KLAS's review of 27 vendors' products found that unhappiness with an EHR vendor's installation effort leads to practices switching to another vendor. It also found that such flipping is on the rise.
Orem, Utah-based KLAS, a market research firm, found that “implementation success is a strong predictor of future customer satisfaction.” The report was based on interviews of leaders of practices of one to 10 physicians about ambulatory EHR performance. “Vendors that do a good job of ensuring that clients get up and running as quickly and thoroughly … will likely continue to have happy clients,” it said. “First impressions matter.”
“Overall replacement rates are up for vendors who have failed to live up to providers' rising delivery expectations,” the KLAS report said.
“Providers leaving their current EHR cited poor service and vendor relationships as the primary reasons for replacement.” Also cited by customers as reasons for bailing are poor usability and a sense they are being “nickle-and-dimed” by their vendor.

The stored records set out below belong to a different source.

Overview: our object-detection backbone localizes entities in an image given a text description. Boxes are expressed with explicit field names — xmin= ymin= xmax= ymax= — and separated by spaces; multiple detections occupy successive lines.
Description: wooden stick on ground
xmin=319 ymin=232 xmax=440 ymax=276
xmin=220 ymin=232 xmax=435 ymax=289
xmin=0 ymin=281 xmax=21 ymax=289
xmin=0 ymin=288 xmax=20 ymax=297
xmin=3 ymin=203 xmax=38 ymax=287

“We asked the question, is this EHR part of your long term plans, and when they said no, we dug deeper and found out why,” explained research director and report author Erik Bermudez. Between customer support issues and upgrades for Stage 2 and Stage 3 of meaningful use, “We're definitely going to start whittling down” the EHR market, he said.
From the provider perspective, KLAS advises providers to determine which vendors have the most positive implementation experiences and make that a high priority in choosing a vendor, second only to a technical evaluation of a vendor's system.
In addition to failing to meet normal customer satisfaction requirements, a significant number of vendors have not yet prepared their products for the higher testing and certification standards needed to make their health IT systems eligible for use in the federal EHR incentive payment program, a Modern Healthcare analysis of federal program data shows. The federal data points to a looming shakeup in the overcrowded EHR market, industry observers say.
Only four of the top 10-ranked vendors in the KLAS survey in terms of company performance, product satisfaction and value for the money have a product tested and certified to the new, 2014 Edition standards to enable their customers to meet Stage 2 meaningful-use criteria under the EHR incentive payment program created under the American Recovery and Reinvestment Act of 2009.